To examine the consistency between FSL, FreeSurfer, SPM for GM atrophy measurement (for volumes, patient/control discrimination, and correlations with cognition).
Materials and Methods
127 MS patients and 50 controls were included and cortical and deep grey matter (DGM) volumetrics were performed. Consistency of volumes was assessed with Intraclass Correlation Coefficient/ICC. Consistency of patients/controls discrimination was assessed with Cohen’s d, t-tests, MANOVA and a penalized double-loop logistic classifier. Consistency of association with cognition was assessed with Pearson correlation coefficient and ANOVA. Voxel-based morphometry (SPM-VBM and FSL-VBM) and vertex-wise FreeSurfer were used for group-level comparisons.
The highest volumetry ICC were between SPM and FreeSurfer for cortical regions, and the lowest between SPM and FreeSurfer for DGM. The caudate nucleus and temporal lobes had high consistency between all software, while amygdala had lowest volumetric consistency.
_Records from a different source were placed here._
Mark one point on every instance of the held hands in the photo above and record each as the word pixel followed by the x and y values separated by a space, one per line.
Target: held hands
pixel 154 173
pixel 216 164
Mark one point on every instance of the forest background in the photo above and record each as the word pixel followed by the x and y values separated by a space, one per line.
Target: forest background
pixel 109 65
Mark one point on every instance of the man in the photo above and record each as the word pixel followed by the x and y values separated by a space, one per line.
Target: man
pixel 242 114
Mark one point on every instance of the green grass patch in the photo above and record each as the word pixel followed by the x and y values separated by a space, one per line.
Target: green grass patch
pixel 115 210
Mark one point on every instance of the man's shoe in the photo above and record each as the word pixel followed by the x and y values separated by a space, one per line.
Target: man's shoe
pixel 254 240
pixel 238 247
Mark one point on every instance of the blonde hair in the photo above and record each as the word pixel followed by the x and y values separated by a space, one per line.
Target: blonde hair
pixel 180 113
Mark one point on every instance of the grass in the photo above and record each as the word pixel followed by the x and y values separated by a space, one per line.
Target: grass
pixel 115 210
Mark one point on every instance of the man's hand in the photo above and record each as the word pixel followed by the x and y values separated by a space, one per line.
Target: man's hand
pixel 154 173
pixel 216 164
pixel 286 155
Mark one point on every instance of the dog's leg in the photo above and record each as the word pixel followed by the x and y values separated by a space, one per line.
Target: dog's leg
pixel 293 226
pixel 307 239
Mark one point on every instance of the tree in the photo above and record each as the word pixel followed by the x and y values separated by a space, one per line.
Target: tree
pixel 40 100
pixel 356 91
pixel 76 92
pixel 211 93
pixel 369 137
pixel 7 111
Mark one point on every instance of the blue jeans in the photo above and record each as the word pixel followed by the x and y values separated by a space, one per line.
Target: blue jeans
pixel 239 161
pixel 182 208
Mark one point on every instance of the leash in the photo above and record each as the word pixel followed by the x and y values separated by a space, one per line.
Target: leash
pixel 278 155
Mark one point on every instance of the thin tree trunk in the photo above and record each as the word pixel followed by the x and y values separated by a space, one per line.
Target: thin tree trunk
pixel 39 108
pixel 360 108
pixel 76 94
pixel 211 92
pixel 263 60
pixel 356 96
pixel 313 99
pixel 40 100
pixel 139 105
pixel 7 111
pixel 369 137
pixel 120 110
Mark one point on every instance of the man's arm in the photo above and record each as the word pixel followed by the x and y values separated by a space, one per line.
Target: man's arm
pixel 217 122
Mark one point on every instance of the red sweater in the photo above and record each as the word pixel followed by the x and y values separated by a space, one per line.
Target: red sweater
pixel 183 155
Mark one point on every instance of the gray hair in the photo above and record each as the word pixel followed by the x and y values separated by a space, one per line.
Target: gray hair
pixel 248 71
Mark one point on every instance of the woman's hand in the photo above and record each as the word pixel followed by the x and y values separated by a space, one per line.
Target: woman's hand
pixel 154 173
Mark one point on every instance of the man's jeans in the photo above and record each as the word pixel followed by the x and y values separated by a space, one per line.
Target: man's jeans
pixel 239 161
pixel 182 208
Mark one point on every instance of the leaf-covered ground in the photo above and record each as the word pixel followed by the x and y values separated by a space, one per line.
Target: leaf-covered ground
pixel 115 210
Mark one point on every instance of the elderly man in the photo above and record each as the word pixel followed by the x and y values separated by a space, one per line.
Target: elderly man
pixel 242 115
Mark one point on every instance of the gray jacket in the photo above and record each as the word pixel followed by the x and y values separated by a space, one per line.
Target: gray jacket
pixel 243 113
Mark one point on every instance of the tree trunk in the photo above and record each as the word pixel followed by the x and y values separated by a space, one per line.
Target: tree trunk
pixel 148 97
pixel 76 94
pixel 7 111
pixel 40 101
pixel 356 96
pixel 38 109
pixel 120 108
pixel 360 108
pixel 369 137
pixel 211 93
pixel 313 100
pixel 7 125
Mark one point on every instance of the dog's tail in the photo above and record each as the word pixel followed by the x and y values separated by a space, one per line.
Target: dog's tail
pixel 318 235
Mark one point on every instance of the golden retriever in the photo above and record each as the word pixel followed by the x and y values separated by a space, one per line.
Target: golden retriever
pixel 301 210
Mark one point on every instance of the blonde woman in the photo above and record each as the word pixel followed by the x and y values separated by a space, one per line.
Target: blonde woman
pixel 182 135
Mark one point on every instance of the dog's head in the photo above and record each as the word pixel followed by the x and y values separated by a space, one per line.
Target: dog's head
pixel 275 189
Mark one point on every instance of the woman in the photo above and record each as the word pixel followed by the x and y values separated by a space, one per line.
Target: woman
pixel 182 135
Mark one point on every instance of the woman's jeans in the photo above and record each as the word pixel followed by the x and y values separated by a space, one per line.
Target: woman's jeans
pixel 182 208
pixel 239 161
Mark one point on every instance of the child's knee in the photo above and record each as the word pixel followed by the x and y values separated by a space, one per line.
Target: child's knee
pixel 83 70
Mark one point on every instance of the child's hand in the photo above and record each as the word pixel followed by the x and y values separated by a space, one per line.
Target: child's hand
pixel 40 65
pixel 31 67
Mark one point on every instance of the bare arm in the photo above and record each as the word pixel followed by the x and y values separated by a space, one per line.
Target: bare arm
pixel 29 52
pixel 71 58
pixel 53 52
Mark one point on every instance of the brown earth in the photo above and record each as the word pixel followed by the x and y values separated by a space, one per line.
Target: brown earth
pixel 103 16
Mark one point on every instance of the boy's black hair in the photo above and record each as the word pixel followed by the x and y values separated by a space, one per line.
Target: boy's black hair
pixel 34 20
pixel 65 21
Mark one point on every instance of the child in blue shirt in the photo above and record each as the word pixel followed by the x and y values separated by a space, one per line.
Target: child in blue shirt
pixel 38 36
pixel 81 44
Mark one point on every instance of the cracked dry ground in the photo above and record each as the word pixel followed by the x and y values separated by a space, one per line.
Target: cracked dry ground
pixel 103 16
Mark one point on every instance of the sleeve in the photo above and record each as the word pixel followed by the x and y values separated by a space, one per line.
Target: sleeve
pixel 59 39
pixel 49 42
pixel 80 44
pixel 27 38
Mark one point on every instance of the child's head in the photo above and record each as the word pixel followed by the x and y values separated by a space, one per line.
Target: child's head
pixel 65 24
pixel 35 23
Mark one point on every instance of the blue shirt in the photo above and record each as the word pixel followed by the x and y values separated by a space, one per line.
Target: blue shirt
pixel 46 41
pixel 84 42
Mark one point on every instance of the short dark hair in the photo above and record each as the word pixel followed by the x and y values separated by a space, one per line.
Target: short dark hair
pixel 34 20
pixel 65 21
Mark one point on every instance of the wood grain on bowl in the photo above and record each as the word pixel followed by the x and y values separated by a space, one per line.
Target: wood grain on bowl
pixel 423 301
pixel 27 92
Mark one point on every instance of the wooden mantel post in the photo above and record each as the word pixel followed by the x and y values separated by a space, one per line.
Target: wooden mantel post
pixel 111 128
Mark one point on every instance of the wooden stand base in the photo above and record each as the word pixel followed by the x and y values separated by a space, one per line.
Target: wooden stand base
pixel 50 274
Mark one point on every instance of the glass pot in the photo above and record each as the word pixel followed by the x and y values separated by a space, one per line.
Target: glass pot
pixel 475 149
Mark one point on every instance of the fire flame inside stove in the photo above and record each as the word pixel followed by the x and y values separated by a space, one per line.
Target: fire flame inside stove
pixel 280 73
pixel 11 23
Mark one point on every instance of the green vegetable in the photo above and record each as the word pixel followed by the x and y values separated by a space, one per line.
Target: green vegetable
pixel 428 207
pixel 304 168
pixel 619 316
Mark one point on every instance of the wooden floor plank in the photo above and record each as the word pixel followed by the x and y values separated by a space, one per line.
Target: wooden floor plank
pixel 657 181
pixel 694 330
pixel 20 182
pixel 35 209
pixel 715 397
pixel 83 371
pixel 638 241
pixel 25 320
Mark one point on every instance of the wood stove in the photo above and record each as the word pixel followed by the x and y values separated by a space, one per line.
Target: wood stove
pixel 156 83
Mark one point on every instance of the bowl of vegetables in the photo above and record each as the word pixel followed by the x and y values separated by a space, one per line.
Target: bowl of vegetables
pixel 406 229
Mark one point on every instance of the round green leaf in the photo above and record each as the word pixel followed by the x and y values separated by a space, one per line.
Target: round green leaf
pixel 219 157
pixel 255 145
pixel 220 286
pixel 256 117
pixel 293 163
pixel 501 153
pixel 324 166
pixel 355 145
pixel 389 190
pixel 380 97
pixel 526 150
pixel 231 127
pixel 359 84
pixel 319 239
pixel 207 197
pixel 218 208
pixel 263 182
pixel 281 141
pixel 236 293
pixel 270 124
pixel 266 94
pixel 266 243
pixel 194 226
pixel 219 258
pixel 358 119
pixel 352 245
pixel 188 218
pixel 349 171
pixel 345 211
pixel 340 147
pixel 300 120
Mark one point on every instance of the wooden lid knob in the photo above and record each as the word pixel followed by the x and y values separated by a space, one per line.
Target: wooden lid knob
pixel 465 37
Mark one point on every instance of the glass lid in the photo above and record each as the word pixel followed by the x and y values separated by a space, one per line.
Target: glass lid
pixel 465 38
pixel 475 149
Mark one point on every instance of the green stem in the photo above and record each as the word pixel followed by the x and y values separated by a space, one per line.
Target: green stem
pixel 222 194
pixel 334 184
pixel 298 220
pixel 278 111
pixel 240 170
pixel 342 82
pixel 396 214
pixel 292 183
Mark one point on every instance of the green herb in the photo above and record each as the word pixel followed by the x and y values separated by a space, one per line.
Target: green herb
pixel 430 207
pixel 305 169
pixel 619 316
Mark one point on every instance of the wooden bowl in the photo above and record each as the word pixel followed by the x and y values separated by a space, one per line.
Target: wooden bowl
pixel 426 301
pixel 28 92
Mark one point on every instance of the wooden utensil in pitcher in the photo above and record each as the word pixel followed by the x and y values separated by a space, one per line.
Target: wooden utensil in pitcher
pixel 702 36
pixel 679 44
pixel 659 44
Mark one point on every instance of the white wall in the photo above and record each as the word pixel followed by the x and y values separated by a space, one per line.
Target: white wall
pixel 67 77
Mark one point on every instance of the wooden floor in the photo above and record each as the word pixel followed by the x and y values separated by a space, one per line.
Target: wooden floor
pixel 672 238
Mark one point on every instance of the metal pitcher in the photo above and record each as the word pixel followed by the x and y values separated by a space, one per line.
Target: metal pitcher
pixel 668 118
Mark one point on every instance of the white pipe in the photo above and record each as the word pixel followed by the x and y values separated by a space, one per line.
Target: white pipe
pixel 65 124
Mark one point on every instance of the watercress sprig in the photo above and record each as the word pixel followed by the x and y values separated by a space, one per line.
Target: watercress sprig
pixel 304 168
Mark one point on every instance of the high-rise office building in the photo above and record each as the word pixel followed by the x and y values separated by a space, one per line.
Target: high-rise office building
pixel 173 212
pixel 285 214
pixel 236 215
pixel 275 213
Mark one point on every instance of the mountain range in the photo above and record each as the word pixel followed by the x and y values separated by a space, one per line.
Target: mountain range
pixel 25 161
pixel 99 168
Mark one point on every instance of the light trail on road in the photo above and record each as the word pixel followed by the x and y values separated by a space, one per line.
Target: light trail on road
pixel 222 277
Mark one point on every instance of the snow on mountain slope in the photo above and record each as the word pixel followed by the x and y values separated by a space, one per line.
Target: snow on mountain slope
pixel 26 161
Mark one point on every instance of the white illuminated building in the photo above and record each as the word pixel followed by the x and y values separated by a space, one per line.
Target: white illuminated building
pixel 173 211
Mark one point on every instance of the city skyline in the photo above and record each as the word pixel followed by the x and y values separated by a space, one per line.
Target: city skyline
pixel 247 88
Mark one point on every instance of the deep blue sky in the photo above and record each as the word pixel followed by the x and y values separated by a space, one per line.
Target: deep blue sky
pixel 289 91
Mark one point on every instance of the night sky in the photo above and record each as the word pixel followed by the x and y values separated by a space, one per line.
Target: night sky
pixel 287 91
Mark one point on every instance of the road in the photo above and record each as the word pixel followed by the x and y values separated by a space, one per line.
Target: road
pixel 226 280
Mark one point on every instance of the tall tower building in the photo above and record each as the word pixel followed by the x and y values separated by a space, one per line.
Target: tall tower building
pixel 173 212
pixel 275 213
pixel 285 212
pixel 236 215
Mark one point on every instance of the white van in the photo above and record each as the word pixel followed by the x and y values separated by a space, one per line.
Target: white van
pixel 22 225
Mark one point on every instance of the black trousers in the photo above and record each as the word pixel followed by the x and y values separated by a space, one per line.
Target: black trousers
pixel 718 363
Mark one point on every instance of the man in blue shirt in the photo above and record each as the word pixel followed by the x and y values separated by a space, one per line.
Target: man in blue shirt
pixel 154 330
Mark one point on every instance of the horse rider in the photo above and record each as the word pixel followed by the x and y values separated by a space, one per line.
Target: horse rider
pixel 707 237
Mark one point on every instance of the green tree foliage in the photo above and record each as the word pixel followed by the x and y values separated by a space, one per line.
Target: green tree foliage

Consistency of patients/controls discrimination was largest in the DGM for all software, especially for thalamus and pallidum. The penalized double-loop logistic classifier most often selected the thalamus, pallidum and amygdala for all software. FSL yielded the largest number of significant correlations. DGM yielded stronger correlations with cognition than cortical volumes. Bilateral putamen and left insula volumes correlated with cognition using all methods.
GM volumes from FreeSurfer, FSL and SPM are different, especially for cortical regions. While group-level separation between MS and controls is comparable, correlations between regional GM volumes and clinical/cognitive variables in MS should be cautiously interpreted.